I love magazines, but they cost a fortune to buy in the shops. Most of the women's magazines offer great subscription offers but to send them to ireland costs way more than the postage cost.

Does anyone know of any good subscription websites that will post to Ireland for a reasonable fee, as any I have found are UK & N.Ireland only.

Many thanks
Cara Mc K.

By the way Reads in Nassua St offer 10% off magazines, so that is one money saving tip I have discovered.


----------



## fobs (1 Nov 2005)

If you click on www.ivillage.com there is a link to magazine subscriptions. They are the American equiv. but even after adding 22 dollars to postage you can get the magazines for around 2 euro a pop. Subscribed to Marie Clare for 24 euro (incl postage). you might prefer the UK mags but this is the cheapest I have found. If there is a way of getting cheaper subs to UK mags then I havn't found it yet!


----------



## ashambles (17 Nov 2005)

Unfortunately Easons have now bought out Reads, [broken link removed] though it only mentions Reads of Nassau street.
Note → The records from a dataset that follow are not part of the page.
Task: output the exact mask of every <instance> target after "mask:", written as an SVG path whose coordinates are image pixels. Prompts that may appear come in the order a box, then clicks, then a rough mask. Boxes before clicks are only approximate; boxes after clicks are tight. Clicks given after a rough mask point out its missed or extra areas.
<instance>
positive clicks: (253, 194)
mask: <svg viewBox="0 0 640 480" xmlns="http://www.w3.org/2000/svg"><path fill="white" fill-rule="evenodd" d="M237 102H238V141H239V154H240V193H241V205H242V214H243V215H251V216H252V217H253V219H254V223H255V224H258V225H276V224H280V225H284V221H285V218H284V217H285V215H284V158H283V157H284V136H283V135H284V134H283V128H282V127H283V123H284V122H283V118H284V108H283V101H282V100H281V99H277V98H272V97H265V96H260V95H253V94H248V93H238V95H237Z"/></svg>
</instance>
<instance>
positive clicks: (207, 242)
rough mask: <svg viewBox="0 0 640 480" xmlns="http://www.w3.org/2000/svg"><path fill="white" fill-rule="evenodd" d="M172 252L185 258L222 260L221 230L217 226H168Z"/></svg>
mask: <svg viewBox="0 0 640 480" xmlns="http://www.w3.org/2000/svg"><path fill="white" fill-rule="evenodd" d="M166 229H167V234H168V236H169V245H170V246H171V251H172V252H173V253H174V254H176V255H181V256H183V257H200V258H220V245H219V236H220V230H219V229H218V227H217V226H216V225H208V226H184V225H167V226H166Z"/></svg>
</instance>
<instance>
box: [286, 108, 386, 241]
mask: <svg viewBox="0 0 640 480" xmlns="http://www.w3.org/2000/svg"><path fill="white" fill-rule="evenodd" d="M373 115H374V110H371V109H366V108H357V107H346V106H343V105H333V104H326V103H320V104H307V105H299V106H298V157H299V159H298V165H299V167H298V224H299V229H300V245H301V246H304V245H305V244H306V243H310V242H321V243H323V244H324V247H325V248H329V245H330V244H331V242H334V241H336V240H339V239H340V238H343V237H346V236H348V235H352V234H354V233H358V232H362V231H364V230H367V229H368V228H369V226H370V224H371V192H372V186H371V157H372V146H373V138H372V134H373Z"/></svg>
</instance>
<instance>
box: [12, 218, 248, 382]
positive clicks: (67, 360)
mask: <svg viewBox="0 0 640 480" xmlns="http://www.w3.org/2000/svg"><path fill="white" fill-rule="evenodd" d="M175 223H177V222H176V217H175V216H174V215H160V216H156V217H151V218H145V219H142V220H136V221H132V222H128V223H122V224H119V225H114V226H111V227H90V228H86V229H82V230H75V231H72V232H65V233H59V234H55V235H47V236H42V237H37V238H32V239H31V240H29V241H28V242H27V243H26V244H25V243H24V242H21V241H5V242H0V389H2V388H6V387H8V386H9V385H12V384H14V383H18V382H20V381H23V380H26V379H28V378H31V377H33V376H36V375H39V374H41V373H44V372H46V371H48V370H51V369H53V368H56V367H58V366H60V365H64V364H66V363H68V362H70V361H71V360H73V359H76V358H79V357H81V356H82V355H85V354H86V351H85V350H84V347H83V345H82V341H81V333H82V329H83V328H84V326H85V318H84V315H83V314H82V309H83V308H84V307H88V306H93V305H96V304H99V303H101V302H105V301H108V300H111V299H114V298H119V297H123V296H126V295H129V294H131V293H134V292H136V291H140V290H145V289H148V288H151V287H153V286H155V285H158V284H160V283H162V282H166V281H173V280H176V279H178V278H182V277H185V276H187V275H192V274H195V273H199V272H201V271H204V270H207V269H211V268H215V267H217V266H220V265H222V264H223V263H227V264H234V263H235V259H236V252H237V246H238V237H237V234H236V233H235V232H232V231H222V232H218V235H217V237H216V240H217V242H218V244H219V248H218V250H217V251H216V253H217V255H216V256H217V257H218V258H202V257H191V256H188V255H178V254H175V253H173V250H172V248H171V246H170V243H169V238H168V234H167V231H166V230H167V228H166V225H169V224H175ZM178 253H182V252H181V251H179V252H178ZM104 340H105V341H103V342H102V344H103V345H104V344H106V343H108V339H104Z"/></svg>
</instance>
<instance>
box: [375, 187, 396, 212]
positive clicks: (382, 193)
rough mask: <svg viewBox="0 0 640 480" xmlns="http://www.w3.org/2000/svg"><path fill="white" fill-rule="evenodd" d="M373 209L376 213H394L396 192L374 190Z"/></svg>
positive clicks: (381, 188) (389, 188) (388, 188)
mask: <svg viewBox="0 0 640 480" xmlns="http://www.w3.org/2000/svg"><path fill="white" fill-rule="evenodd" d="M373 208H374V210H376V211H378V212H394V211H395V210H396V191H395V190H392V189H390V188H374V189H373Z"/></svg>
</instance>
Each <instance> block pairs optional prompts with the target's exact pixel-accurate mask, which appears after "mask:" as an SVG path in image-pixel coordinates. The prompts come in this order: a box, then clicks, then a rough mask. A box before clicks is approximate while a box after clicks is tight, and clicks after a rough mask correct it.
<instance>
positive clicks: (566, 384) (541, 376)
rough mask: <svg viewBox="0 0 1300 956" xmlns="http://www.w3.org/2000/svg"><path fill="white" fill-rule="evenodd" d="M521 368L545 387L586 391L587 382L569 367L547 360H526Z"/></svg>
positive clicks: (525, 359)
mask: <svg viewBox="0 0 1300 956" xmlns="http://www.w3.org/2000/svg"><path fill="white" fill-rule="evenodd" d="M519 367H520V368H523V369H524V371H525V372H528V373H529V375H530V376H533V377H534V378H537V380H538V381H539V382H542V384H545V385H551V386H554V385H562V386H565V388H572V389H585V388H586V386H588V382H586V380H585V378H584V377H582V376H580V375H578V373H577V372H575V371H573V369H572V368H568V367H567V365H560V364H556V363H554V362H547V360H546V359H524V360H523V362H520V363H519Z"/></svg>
Be surprised if the 10% magazine discount remains.


----------



## Scotty (17 Nov 2005)

If it's U.S. magazines you're after,  are good. If it's only one magazine, you probably won't save anything, but if you have a few subscriptions, or buy any U.S. dvds or books, you'll save money.

J.


----------



## DrMoriarty (17 Nov 2005)

See  thread.


----------



## Kiddo (17 Nov 2005)

The magazines on www.magazines365.com are much dearer than the shops...Red magazine works out at €6.80 per issue compared to approx €5 in my local newsagent


----------



## fobs (17 Nov 2005)

> The magazines on www.magazines365.com are much dearer than the shops...Red magazine works out at €6.80 per issue compared to approx €5 in my local newsagent


 
I noticed that too. Most other countries seem to offer a reduction in the price if you subscibe for a year instead of charging you more! It would want to be at leat 2 euro per issue cheaper to make me want to subscribe for a year instead of purchasing the occasional copy!


----------